Given a set of data and a need to "average," what
kind of average is appropriate? Some obvious
questions have to do with ordinary weighted averages,
others with moving averages. Still other questions
have to do with the form of the averaging function:
arithmetic, harmonic, geometric, etc. Geometric
means are sometimes used in compliance sampling, as
Wyzga has noted here (15), but they may often be quite
unsuitable precisely because their advantage in some
other situations - that they reduce the importance of
high outliers - obscures the values of most concern.
When health is at issue, I want a mean that will attend
more to the upper tail than the lower tail. If six values
on six successive days are (for example) 1,2, 3, 4, 6,
and 12, the geometric mean is 3.46, distinctly less than
the arithmetic mean of 4.67, but it is the 6 and 12 that
may matter most. An average that works opposite to
the geometric mean seems better, such as the root
mean square (5.92 in the example above) or root mean
cube (6.99 above). I was glad indeed to learn recently
that the geometric mean has been abandoned in
measures of air particulates.
Many statistical approaches incorporate an
assumption that the variance of an observation is
independent of its true value. This may rarely be the
case. However, lack of uniformity in variance may
often have little consequence, and in some other cases
it can be readily dealt with (such as by log or square
root transforms). But there may be serious
consequences if the nonuniformity or the statistical
methods have statistical properties that are not
understood, or are not acceptable. For example, in the
6-value numeric example above, if variances are
proportional to the observed values, a log transform
may produce values of approximately equal variance;
however, the arithmetic mean of logged values is
equivalent to the geometric mean of the original
values, so that a different approach may be better.
Problems are even greater, of course, when it is biases
rather than random error that may depend on the
unknown true values. Nelson's paper here (3) is rich in
these and other statistical questions as well as policy
questions.

Empirical Aspects of Compliance Sampling

The compliance sampler must attend to a wide
variety of issues of direct, practical significance that
derive from the context in which the data are to be
collected and used. One is that results must be
prepared so as to withstand legal challenge and,
sometimes, political attack. A practical consequence
is that much flexibility and much scope of application
of informed judgment are lost.

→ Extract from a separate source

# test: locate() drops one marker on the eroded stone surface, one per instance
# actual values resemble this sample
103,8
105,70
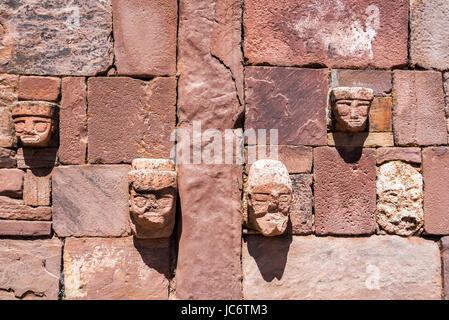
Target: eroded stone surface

There may also be
extra costs for sample identification, replicate
measurement, and extra record keeping that help to
validate individual values but reduce resources for
other sampling that may contribute as much to the
public health. This is in part a consequence of
competing objectives within the general scope of
compliance sampling. What is the optimum mix of
finding indicators of many preventable problems and
applying gentle persuasion to remove them vs. nailing
down a smaller number of problems and ensuring that
the data can be used in strong legal action if need be?

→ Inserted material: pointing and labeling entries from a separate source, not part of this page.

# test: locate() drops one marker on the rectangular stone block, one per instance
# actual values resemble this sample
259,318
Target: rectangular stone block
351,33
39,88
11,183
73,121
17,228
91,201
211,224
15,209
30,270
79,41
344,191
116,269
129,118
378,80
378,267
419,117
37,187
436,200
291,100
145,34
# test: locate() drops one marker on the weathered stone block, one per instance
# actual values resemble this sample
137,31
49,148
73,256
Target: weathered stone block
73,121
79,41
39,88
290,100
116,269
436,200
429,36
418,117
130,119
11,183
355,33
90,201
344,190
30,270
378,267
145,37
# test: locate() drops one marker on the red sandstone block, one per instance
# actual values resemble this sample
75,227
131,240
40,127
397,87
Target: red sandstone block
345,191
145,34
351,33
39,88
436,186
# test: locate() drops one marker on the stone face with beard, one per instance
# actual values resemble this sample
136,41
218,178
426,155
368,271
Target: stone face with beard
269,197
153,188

A second broadly empirical issue is the whole range
of chemical and physical limitations on the detection
and accurate measurement of hazardous substances.

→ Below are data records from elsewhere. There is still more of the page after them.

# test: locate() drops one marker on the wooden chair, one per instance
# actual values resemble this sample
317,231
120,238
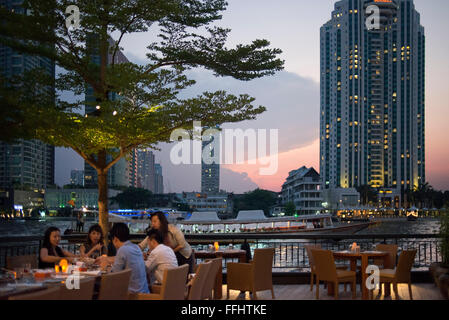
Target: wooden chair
47,294
211,278
20,261
392,249
85,292
254,276
327,271
312,264
401,274
173,286
198,282
114,286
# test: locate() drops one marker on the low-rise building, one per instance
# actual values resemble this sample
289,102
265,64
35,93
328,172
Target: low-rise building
303,188
83,198
222,203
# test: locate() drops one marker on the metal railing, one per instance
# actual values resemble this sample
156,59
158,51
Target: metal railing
290,253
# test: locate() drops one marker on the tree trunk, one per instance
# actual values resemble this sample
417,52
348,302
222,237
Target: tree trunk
103,217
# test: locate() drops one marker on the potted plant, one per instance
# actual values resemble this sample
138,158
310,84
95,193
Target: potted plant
440,271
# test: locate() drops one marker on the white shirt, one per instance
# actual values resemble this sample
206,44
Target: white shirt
160,259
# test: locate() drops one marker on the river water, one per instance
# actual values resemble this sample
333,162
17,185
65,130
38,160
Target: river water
386,226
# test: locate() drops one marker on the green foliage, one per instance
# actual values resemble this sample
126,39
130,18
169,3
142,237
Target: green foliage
444,233
133,198
149,106
290,209
258,199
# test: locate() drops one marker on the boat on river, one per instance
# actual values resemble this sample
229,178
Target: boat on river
247,222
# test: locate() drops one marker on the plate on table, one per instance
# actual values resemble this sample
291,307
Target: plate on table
93,273
24,285
4,290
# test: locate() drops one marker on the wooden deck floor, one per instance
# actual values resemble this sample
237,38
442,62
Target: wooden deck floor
302,292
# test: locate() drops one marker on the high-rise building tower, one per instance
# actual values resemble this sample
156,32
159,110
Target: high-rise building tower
146,170
210,172
25,164
159,180
77,177
372,97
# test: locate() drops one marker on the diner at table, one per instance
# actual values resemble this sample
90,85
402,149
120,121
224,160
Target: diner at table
94,246
173,237
129,256
161,257
51,253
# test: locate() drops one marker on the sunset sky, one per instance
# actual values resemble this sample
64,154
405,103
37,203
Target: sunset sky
292,96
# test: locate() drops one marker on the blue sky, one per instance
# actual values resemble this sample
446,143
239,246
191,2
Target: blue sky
294,26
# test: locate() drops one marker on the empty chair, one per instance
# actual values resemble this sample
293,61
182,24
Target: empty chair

This is not the problem it once was — indeed, some
observers believe that increased sensitivity of methods
has led to the opposite problem of overdetection and
overcontrol — but some substances are still difficult
to measure at low concentrations by methods that are
accurate, fast, and inexpensive. Thus, measurement
remains a serious problem. An example is USDA's
program for assessing pesticide residues in meat and
meat products, which is limited by high costs to about
300 samples per year for the general surveillance of
each major category (e.g., "beef cattle.") Thus there is
a close link between the setting of standards (what is
likely to be harmful, to whom, in what degree, and
with what probability?) and the enforcing of standards
(what violations are to be found, to what degree of
precision, and with what probability?). A standard not
enforceable because of limits on laboratory methods is
no better, and may be worse, than no standard at all,
and should be a candidate for replacement by some
other method of controlling risk (e.g., process
standards, or engineering controls). Sometimes, of
course, deliberately insensitive methods can be
cultivated and put to use. An example is FDA's
"sensitivity of the method" approach to carcinogens in
foods. Another real example, though slightly less
serious here, was the step taken by the State of
Maryland to improve its performance in enforcing
federal highway speed limits: Move radar detectors
from the flat straightaways to places where many
157
-------
drivers slow down anyway, such as sharp curves and the
tops of hills, as other states had done long before. The
incidence of detection of speed violations dropped
markedly, and Maryland was suddenly in compliance
with Federal standards. Creative design of a
compliance sampling plan can produce pretty much
whatever the designer wants, and I take it that a part
of our task here is to develop approaches that
discourage, inhibit, and/or expose the cynical
manipulation of sampling procedures.
Sometimes, methods exist but for other reasons the
data have not been collected. One example is the
distribution of various foreign substances in human
tissues. These include heavy metals, pesticides, and
radioactive decay products; none of these had been
adequately studied to determine the probability
distribution of body burdens in the general population.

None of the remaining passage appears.